Does it go though? Well, I sampled the SLS on a ride and drive from Kyalami to Kromdraai and back before lapping the circuit. Obviously Dr. Thomas Weber, AMG research and development executive, never envisioned the SLS to traverse roads of such vacillating quality as Gauteng has.

Suffice it to say, AMG’s modern-day Gullwing supercar’s wheel oscillation and rebound calibration is best suited to billiard table smooth road surfaces.

What did appeal on the public road ride and drive was the DCT transmission’s smoothness and the big-block acoustic signature of the 6.2l V8  - especially on overrun. Perhaps one good consequence of the ill-fated Daimler-Chrysler marriage was German exposure to HEMI V8s, because the SLS AMG’s engine is simply the loudest, most sinister V8 soundtrack available in a car with catalytic converters. It sounds like popcorn being made in a nuclear reactor.

The only major debit found during the road drive was an ergonomic one - the cruise control stalk being inadvertently activated when downshifting via the column mounted paddle shift. Surely a car as dynamically focused as the SLS AMG is enhanced by the exclusion of cruise control in principle?

And on the track

Returning to Kyalami for a few laps of the undulating Highveld circuit quickly exposed the SLS AMG’s talents. Chiefly, it does three things remarkably well.

Firstly, it makes an unholy noise.

Secondly, it builds road- and crankspeed with alarming urgency. Between the engine and road speed dials there is a seven-bar LED display acting as a shift guide of sorts.

The first four bars are white, the fifth one yellow and last two red. If you don’t shift by the time the yellow illuminates you’re stuck on the limiter.

For something of such voluminous capacity, the SLS AMG’s 6.2l V8 converts combustion to piston-speed with competition engine urgency.

Thirdly, it is very well balanced. The rigid aluminium spaceframe chassis, set damping and steering rack location (ahead of the front wheels’ centre point) ensure the SLS AMG turns-in dutifully, even if you are slightly optimistic with your entry speed.

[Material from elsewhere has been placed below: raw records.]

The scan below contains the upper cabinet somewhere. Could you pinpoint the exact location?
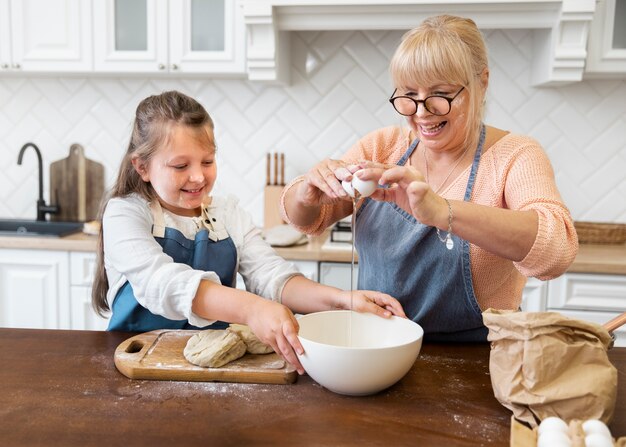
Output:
[93,0,245,74]
[0,0,93,73]
[585,0,626,77]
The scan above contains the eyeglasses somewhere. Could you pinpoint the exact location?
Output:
[389,87,465,116]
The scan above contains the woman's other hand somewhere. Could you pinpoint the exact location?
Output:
[340,290,406,318]
[359,162,438,225]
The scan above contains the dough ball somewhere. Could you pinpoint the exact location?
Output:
[183,329,246,368]
[228,324,274,354]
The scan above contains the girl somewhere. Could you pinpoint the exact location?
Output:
[93,91,404,374]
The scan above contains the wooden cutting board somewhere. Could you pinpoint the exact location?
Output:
[50,143,104,222]
[115,329,298,384]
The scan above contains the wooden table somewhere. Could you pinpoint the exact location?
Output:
[0,329,626,447]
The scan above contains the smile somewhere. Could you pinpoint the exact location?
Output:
[419,121,448,135]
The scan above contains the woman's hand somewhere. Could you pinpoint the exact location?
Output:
[246,299,304,374]
[296,158,358,206]
[337,290,406,318]
[359,162,447,225]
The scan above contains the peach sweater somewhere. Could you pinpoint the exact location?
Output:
[281,127,578,310]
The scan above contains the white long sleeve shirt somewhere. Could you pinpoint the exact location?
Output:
[102,195,300,327]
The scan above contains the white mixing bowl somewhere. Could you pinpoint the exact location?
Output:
[298,310,424,396]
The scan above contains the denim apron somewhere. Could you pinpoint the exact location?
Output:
[355,126,488,342]
[107,201,237,332]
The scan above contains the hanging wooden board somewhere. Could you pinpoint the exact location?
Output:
[115,329,298,384]
[50,144,104,222]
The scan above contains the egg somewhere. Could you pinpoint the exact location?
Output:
[537,430,572,447]
[582,419,611,438]
[537,416,568,435]
[341,171,376,197]
[585,433,613,447]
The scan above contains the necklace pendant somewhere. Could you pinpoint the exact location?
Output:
[446,233,454,250]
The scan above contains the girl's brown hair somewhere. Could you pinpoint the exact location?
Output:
[91,91,215,316]
[390,15,489,151]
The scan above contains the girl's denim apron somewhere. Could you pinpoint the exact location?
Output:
[355,126,488,341]
[107,201,237,332]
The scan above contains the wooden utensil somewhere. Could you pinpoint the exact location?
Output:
[50,143,104,222]
[115,329,298,384]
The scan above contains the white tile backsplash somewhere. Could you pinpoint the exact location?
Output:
[0,30,626,228]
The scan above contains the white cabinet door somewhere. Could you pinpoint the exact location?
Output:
[585,0,626,77]
[93,0,168,73]
[70,286,109,331]
[548,273,626,346]
[0,0,13,73]
[0,249,70,329]
[169,0,245,73]
[94,0,245,73]
[291,261,318,282]
[5,0,93,72]
[70,252,109,330]
[521,278,548,312]
[320,262,359,290]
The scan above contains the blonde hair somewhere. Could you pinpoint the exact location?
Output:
[91,91,215,315]
[390,15,488,151]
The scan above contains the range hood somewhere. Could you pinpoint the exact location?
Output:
[241,0,595,86]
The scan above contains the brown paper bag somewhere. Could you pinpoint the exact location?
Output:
[483,309,617,427]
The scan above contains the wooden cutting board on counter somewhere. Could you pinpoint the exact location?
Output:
[50,143,104,222]
[115,329,298,384]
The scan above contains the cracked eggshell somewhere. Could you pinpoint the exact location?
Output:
[341,171,376,197]
[582,419,611,438]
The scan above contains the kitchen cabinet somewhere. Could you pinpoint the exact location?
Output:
[70,252,109,331]
[0,249,70,329]
[585,0,626,77]
[0,249,108,330]
[547,273,626,346]
[94,0,245,74]
[319,262,359,290]
[520,278,548,312]
[0,0,93,74]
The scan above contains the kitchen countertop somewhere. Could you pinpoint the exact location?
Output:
[0,329,626,447]
[0,231,626,275]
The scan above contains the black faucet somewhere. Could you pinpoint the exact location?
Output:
[17,143,59,221]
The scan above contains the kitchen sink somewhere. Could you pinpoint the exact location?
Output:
[0,219,83,237]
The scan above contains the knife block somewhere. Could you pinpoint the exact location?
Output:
[263,185,285,228]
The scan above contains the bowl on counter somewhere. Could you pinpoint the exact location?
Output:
[298,310,424,396]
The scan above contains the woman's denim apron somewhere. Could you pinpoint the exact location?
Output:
[107,201,237,332]
[355,126,488,341]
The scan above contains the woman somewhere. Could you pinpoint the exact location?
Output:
[282,15,578,341]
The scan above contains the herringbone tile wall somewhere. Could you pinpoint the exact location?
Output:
[0,30,626,224]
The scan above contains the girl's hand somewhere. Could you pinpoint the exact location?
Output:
[338,290,406,318]
[296,158,358,206]
[246,299,304,374]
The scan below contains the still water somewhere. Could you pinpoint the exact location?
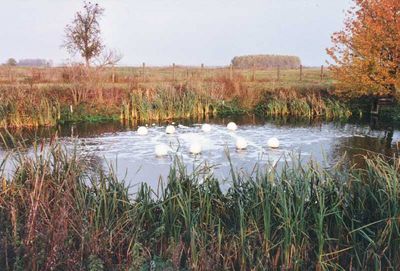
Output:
[3,118,400,190]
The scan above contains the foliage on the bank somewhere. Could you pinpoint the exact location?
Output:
[0,141,400,270]
[327,0,400,97]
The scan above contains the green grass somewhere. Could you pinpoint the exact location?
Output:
[0,141,400,270]
[0,66,351,127]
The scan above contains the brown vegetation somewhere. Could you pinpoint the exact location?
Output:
[232,55,301,69]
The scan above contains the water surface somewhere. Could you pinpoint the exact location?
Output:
[1,118,400,190]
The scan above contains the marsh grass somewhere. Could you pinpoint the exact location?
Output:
[0,142,400,270]
[0,65,339,127]
[255,89,352,120]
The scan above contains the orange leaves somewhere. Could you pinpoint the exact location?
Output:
[327,0,400,99]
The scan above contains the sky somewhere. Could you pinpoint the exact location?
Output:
[0,0,351,66]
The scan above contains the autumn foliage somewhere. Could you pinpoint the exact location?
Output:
[327,0,400,97]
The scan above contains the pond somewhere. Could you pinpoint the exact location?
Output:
[3,117,400,187]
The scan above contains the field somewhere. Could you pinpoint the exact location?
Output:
[0,66,350,130]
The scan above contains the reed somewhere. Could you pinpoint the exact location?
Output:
[255,90,352,120]
[121,86,216,121]
[0,142,400,270]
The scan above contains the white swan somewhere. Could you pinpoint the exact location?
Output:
[226,122,237,131]
[154,144,169,157]
[165,125,175,134]
[201,123,211,133]
[189,142,201,154]
[236,137,247,150]
[267,137,279,148]
[137,126,149,135]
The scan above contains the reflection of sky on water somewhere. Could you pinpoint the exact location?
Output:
[0,118,400,191]
[52,123,399,190]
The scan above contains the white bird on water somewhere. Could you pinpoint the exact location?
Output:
[226,122,237,131]
[236,137,248,150]
[155,144,169,157]
[137,126,149,135]
[189,142,201,154]
[201,123,211,133]
[267,137,279,149]
[165,125,175,134]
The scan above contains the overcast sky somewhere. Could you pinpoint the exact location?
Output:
[0,0,351,66]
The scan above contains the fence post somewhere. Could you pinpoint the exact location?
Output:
[251,63,256,81]
[276,65,281,81]
[300,64,303,81]
[111,67,115,84]
[172,63,175,81]
[321,65,324,81]
[142,62,146,83]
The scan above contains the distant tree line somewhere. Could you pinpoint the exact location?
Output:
[232,55,301,69]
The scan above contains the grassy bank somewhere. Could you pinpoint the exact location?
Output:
[0,66,348,127]
[0,144,400,270]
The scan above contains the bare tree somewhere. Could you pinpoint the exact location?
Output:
[63,1,104,67]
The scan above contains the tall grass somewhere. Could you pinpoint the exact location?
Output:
[255,90,352,120]
[0,141,400,270]
[0,87,61,127]
[121,87,217,121]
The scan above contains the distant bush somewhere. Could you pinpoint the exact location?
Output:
[18,58,53,67]
[232,55,301,69]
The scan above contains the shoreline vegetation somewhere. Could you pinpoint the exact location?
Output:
[0,65,361,127]
[0,142,400,270]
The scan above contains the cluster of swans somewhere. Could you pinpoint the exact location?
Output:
[137,122,279,157]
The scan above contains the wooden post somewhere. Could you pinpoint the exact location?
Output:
[276,65,281,81]
[111,67,115,84]
[300,64,303,81]
[321,65,324,81]
[251,63,256,81]
[172,63,175,81]
[142,62,146,83]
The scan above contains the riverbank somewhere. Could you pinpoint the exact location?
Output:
[0,141,400,270]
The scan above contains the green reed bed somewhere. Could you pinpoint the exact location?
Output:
[0,144,400,270]
[121,88,216,121]
[255,97,352,120]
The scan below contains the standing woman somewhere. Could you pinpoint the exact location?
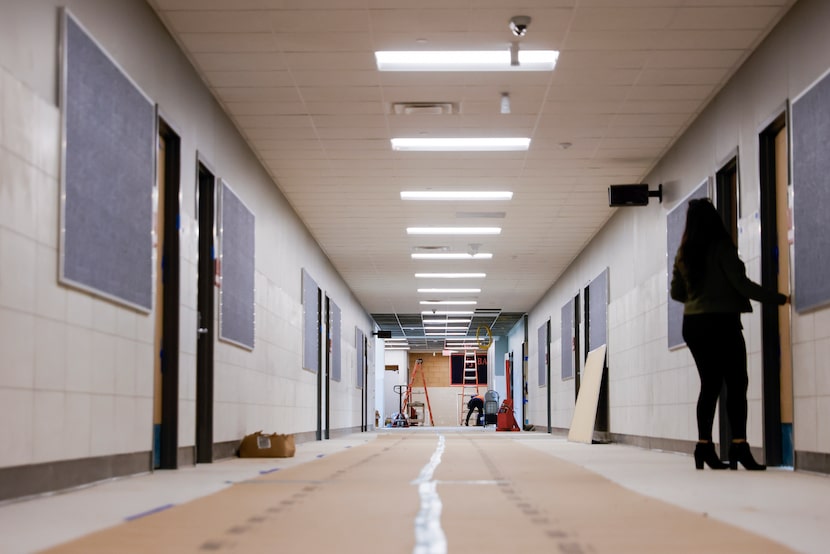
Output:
[671,198,789,470]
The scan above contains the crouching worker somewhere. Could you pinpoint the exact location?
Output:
[464,394,484,426]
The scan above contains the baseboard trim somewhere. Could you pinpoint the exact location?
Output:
[0,451,153,501]
[795,450,830,474]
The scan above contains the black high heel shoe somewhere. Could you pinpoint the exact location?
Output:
[729,441,767,471]
[695,442,729,469]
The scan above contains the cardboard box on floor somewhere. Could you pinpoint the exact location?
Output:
[239,431,296,458]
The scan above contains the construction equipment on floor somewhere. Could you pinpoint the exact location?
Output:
[458,350,480,425]
[401,358,435,427]
[496,354,522,431]
[484,390,499,427]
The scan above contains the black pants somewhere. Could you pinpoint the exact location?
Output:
[683,314,749,441]
[465,398,484,425]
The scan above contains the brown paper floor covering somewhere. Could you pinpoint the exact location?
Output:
[47,433,791,554]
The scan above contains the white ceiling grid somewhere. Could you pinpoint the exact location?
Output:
[150,0,794,344]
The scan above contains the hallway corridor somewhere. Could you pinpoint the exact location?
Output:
[0,428,830,553]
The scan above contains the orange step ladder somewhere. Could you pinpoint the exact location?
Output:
[401,358,435,427]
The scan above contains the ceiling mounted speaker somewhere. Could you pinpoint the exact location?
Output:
[608,183,663,208]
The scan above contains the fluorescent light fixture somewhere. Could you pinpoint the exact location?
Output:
[412,252,493,260]
[401,190,513,200]
[418,289,481,294]
[419,300,478,306]
[406,227,501,235]
[391,137,530,152]
[415,273,487,279]
[375,48,559,71]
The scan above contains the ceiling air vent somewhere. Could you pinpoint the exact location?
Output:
[392,102,458,115]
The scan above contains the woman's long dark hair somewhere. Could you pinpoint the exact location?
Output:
[678,198,732,290]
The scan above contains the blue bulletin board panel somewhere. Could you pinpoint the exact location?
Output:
[666,179,709,350]
[302,269,320,373]
[588,267,608,352]
[329,300,342,382]
[537,321,550,387]
[59,10,156,312]
[219,181,255,350]
[354,327,366,389]
[791,68,830,313]
[561,298,574,381]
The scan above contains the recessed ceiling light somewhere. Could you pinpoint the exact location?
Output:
[375,48,559,71]
[423,319,471,325]
[415,273,487,279]
[390,137,530,152]
[418,289,481,294]
[401,190,513,200]
[406,227,501,235]
[411,252,493,260]
[419,300,478,306]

Down Kyalami’s mineshaft into the bowl – for instance – it handled the sudden change of axle load and direction with aplomb.

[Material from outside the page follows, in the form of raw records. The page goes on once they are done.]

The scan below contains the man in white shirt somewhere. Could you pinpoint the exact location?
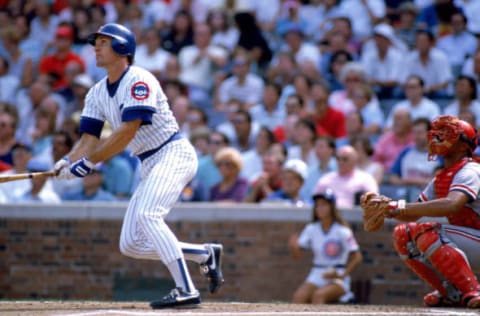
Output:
[178,24,228,108]
[385,75,440,129]
[402,29,453,98]
[218,54,264,108]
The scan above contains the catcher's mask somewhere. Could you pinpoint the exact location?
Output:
[427,115,478,160]
[312,189,336,206]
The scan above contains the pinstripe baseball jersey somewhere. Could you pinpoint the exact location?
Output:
[81,66,179,155]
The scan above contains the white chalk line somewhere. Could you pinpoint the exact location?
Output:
[55,309,479,316]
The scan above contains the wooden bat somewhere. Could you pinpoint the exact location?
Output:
[0,171,55,183]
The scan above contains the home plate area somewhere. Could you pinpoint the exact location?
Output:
[0,301,480,316]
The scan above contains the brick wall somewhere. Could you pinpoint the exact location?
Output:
[0,207,429,305]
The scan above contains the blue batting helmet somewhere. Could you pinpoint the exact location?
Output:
[88,23,137,59]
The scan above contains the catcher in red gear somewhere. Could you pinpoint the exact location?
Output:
[361,115,480,308]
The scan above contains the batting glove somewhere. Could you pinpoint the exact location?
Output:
[55,168,75,180]
[53,156,71,175]
[70,157,95,178]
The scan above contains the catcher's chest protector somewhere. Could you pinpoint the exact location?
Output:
[435,158,480,229]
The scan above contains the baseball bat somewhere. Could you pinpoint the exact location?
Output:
[0,171,55,183]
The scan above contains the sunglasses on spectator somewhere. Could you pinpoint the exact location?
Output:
[208,139,223,145]
[337,156,350,161]
[216,161,234,168]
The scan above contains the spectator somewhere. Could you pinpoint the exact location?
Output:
[52,131,82,200]
[340,0,386,41]
[350,134,385,185]
[347,84,385,138]
[234,12,272,75]
[402,30,453,98]
[218,53,264,109]
[287,119,318,166]
[0,143,32,202]
[395,2,418,50]
[10,160,61,204]
[262,159,310,206]
[250,82,285,130]
[162,10,193,55]
[135,29,170,78]
[362,23,404,99]
[312,82,347,139]
[240,126,275,180]
[443,75,480,128]
[372,108,413,170]
[284,24,322,80]
[388,118,441,197]
[288,189,362,304]
[265,51,298,87]
[29,1,59,55]
[192,131,230,201]
[300,136,337,199]
[0,105,18,166]
[39,25,85,89]
[207,10,240,53]
[210,147,248,202]
[328,62,378,115]
[417,0,461,38]
[217,109,260,152]
[178,24,227,109]
[385,75,440,129]
[64,164,118,202]
[324,50,353,91]
[314,145,378,209]
[436,11,477,77]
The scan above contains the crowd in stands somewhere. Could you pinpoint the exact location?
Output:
[0,0,480,208]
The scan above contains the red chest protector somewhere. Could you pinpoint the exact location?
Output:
[434,158,480,229]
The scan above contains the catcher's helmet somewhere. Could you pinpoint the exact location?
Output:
[427,115,478,160]
[88,23,137,59]
[312,188,336,205]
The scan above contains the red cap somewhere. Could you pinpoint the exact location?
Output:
[55,26,73,39]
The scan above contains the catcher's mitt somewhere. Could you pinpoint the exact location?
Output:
[360,192,392,232]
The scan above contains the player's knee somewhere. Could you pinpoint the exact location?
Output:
[393,224,411,255]
[119,234,137,258]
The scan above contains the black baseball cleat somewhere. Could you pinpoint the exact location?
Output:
[150,287,202,309]
[200,244,225,293]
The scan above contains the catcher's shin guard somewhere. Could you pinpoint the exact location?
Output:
[393,223,447,297]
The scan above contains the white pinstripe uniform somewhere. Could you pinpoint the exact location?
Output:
[298,221,359,302]
[82,66,209,292]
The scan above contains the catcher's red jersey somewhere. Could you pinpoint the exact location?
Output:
[419,159,480,229]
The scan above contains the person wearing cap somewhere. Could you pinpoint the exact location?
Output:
[217,52,264,108]
[262,159,310,206]
[288,188,362,304]
[0,142,32,202]
[10,159,61,204]
[39,24,85,89]
[314,145,379,209]
[436,12,478,76]
[401,29,453,98]
[361,23,406,98]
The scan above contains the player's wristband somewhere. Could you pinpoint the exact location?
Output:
[388,200,407,217]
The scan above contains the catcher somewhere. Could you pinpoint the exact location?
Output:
[361,115,480,308]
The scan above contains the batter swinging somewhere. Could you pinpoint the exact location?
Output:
[55,23,223,308]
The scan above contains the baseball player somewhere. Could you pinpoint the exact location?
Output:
[289,189,362,304]
[55,23,223,309]
[362,115,480,308]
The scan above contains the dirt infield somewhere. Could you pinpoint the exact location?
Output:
[0,301,480,316]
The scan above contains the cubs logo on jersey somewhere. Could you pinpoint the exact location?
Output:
[132,81,150,100]
[323,239,343,258]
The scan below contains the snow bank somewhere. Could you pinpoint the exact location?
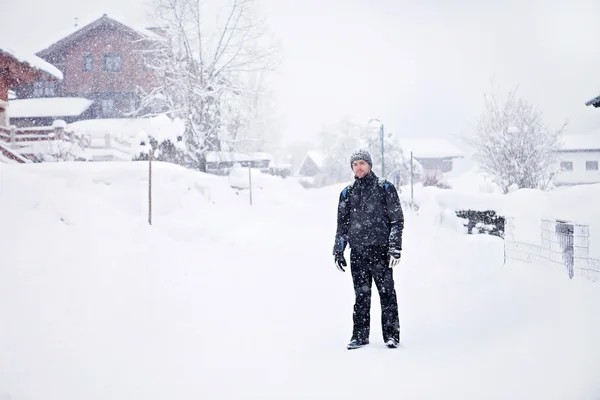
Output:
[0,163,600,400]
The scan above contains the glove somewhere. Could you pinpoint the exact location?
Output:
[389,249,400,268]
[335,254,348,272]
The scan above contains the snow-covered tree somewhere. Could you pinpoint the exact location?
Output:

To illustrate just how well balanced the SLS is, Mercedes-Benz’s product specialist Graeme Ingram took me into a pit garage housing all the tyres they intended using for the media event. On closer inspection the worn-in tyres all had symmetrical abrasion patterns across the width of their tread, instead of the asymmetrical left or right bias usually found when road cars are pounded around a demanding circuit.

It is hardly cheap at R2.5 million, yet the SLS AMG feels genuinely special. The local models are better equipped than some other markets too. South African customers get dual-zone climate control, parktronic, COMMAND navigation, reversing camera, integrated media interface and neat car cover as standard.

Carbon-ceramic brakes are R140 000 and the laboriously adjustable AMG bucket seats (requiring complete unbolting to go up or down) are R17 500.

Can you really put a price on the joy (and sound?) of owning the last naturally-aspirated AMG V8 supercar? Thought so.